WhatsApp

WhatsApp

WhatsApp

Reeboot connects to WhatsApp using Baileys, a WhatsApp Web multi-device library. No WhatsApp Business API account or phone number is required beyond your own WhatsApp account.

WhatsApp is a Tier 1 channel: messages from external senders are subject to the channel policy layer (owner verification, trust gating).

Two Deployment Modes

Mode 1 — Self-Chat (default)

The agent runs on your own WhatsApp account. You talk to it by messaging yourself (the “Reeboot” linked device appears in your contacts). Leave owner_id empty.

{
  "channels": {
    "whatsapp": {
      "enabled": true,
      "owner_only": true
    }
  }
}

Mode 2 — Dedicated Account

The agent runs on a separate WhatsApp account (a second phone number or a dedicated SIM). You talk to it by messaging that number from your own account. Set owner_id to your own phone number or JID so reeboot knows who the owner is.

{
  "channels": {
    "whatsapp": {
      "enabled": true,
      "owner_id": "+15551234567",
      "owner_only": true
    }
  }
}

Setup

Step 1 — Enable in config

{
  "channels": {
    "whatsapp": { "enabled": true }
  }
}

Step 2 — Start the agent

reeboot start

Step 3 — Link the device

reeboot channels login whatsapp

A QR code appears in your terminal. Open WhatsApp on your phone:

Settings → Linked Devices → Link a Device → Scan QR

Step 4 — Send a message

In Mode 1: message yourself. In Mode 2: message the agent’s number from your own account.
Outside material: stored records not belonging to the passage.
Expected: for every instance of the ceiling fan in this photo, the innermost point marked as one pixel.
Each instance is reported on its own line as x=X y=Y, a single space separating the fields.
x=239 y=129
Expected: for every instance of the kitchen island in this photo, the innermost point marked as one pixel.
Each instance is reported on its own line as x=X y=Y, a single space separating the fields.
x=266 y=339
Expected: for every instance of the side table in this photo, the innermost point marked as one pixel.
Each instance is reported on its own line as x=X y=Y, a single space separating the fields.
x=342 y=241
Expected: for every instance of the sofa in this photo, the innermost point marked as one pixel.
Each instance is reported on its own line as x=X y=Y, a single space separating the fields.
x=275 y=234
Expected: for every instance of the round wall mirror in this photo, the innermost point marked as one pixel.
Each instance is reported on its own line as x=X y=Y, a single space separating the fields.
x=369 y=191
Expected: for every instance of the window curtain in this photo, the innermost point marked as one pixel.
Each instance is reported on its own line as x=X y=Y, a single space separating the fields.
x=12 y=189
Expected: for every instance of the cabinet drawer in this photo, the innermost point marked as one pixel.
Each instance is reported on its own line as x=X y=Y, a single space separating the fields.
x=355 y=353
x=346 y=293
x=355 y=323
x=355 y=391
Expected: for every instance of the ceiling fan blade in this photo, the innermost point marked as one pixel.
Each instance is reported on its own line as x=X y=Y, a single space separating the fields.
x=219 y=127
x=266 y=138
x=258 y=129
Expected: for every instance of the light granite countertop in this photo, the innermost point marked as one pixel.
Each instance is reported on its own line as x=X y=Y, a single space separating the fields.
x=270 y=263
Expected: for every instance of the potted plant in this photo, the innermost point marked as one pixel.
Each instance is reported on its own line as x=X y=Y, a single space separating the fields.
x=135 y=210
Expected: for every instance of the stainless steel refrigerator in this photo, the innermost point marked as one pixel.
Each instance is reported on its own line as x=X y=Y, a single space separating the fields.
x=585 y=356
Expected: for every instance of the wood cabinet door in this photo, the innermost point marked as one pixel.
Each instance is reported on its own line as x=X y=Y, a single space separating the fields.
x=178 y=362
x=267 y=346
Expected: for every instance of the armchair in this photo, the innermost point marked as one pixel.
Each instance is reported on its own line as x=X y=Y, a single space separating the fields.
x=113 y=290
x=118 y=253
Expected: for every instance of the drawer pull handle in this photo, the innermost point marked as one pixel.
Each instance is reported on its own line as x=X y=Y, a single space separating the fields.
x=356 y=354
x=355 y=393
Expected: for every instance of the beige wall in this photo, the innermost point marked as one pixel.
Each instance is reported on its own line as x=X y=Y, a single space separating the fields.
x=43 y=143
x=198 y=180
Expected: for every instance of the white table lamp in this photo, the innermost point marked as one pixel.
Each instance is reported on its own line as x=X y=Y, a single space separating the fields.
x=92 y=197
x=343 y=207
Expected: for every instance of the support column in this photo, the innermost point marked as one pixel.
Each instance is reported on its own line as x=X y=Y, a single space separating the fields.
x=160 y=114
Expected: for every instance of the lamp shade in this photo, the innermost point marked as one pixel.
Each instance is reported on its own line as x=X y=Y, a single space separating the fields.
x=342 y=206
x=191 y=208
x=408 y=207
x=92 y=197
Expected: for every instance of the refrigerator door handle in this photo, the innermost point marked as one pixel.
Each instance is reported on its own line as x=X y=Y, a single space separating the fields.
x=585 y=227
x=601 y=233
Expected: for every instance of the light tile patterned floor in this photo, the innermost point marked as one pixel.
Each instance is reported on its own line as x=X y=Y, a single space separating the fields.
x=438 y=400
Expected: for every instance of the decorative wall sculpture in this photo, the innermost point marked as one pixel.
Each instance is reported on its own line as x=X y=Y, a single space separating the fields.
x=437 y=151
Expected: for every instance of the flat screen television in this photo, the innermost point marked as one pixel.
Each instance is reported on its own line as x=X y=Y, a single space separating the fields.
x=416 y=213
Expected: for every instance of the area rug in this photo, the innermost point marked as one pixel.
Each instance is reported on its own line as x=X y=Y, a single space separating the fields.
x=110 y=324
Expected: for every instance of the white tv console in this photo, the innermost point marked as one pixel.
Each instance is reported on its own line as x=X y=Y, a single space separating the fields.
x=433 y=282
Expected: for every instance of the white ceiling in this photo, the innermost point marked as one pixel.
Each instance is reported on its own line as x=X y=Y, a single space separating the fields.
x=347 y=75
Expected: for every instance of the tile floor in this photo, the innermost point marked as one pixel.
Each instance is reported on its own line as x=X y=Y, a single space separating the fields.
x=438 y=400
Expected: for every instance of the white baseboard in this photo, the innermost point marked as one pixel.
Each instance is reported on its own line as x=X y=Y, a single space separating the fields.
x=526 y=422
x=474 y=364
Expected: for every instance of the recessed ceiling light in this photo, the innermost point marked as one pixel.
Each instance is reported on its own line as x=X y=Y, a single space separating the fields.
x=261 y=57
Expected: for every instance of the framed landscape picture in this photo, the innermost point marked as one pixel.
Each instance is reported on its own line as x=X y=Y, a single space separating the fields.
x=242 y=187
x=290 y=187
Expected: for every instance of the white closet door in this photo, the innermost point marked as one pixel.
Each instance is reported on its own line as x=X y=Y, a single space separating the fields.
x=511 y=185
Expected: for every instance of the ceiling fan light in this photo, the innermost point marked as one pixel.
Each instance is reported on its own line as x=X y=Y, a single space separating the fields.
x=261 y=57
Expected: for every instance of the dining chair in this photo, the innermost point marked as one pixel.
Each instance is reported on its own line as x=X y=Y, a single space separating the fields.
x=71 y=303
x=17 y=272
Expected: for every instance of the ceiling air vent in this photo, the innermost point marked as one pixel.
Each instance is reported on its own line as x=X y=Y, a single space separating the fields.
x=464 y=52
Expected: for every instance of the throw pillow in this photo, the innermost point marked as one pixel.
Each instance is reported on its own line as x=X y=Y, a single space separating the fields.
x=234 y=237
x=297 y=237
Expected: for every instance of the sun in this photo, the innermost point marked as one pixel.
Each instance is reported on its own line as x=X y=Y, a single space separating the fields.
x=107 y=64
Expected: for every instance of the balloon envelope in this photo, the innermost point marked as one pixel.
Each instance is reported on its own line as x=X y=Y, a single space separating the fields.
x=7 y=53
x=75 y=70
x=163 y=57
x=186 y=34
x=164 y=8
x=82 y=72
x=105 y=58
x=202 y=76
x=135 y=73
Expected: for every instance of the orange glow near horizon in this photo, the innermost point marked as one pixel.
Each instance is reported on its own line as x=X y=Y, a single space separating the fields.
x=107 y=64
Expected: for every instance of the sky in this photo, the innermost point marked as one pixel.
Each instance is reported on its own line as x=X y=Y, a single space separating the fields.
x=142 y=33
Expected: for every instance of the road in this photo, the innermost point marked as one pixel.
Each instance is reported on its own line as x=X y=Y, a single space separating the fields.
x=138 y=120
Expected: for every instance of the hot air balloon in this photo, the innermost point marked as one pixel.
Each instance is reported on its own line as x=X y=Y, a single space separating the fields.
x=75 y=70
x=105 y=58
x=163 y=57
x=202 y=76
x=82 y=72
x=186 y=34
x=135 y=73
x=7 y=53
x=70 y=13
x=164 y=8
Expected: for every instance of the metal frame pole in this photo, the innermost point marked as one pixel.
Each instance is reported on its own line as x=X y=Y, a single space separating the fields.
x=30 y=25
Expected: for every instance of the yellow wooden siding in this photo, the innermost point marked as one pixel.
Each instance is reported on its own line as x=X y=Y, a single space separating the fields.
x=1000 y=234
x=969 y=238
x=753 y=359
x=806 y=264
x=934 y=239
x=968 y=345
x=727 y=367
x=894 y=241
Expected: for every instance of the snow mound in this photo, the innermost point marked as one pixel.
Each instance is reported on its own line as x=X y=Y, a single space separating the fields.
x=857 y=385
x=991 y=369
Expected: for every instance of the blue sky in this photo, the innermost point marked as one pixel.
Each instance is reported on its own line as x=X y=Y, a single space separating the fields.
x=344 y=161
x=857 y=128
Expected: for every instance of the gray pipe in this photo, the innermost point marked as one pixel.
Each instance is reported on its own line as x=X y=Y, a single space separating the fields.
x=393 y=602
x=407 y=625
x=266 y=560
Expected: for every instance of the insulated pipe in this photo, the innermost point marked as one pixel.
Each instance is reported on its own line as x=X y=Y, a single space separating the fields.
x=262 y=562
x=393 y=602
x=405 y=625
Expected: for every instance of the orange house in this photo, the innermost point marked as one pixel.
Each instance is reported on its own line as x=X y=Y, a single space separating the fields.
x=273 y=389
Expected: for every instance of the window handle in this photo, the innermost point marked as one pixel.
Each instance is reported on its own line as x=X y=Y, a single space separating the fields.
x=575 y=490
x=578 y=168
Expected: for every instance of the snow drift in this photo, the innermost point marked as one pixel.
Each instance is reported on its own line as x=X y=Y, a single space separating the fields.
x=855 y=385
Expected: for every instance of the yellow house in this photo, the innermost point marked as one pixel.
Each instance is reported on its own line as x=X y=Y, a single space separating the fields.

The session persists across restarts — credentials are saved in ~/.reeboot/channels/whatsapp/auth/.

Re-linking

If the WhatsApp session expires or is revoked:

reeboot channels logout whatsapp
reeboot channels login whatsapp

Configuration Reference

FieldTypeDefaultDescription
channels.whatsapp.enabledbooleanfalseEnable the WhatsApp channel
channels.whatsapp.owner_idstring""Owner’s phone number or JID. Empty = Mode 1 (self-chat). Non-empty = Mode 2 (dedicated account)
channels.whatsapp.owner_onlybooleantrueWhen true, only the owner’s messages are processed. Set to false to allow the agent to respond to anyone
channels.whatsapp.truststring"owner"Trust level: "owner" or "end-user"
channels.whatsapp.trusted_sendersstring[][]Additional JIDs whose messages bypass owner_only gating

→ See Trust and Access for a full explanation of trust levels and access control.

Troubleshooting

Owner identity not recognised — @s.whatsapp.net vs @lid

Symptom: Messages from your phone are silently ignored even though owner_id appears to be set correctly.

Cause: WhatsApp’s multi-device protocol (Linked Devices mode) uses two different JID formats to identify the same phone number:

  • @s.whatsapp.net — the traditional E.164-based format (e.g. 15551234567@s.whatsapp.net)
  • @lid — an opaque identifier assigned by WhatsApp’s multi-device infrastructure (e.g. 43624150659184@lid)

When Baileys receives a message in multi-device mode, it may report the sender using the @lid format rather than the phone-number-based @s.whatsapp.net format. If owner_id was set using the phone number format but Baileys delivers messages with @lid, the strict equality check in the policy layer will silently drop all messages.

Manual fix: Run reeboot with debug logging, send a message, and copy the exact peerId value from the log:

reeboot start --log-level debug
# Send a WhatsApp message to the agent from your phone
# Look for a log line containing "peerId" — copy that exact value

Then update your config:

{
  "channels": {
    "whatsapp": {
      "owner_id": "43624150659184@lid"
    }
  }
}

Recommended fix: Use the automated owner setup command, which captures the exact peerId from a live message and saves it for you:

reeboot channels setup owner-whatsapp

This eliminates the format guessing entirely — whatever JID Baileys reports is exactly what gets saved.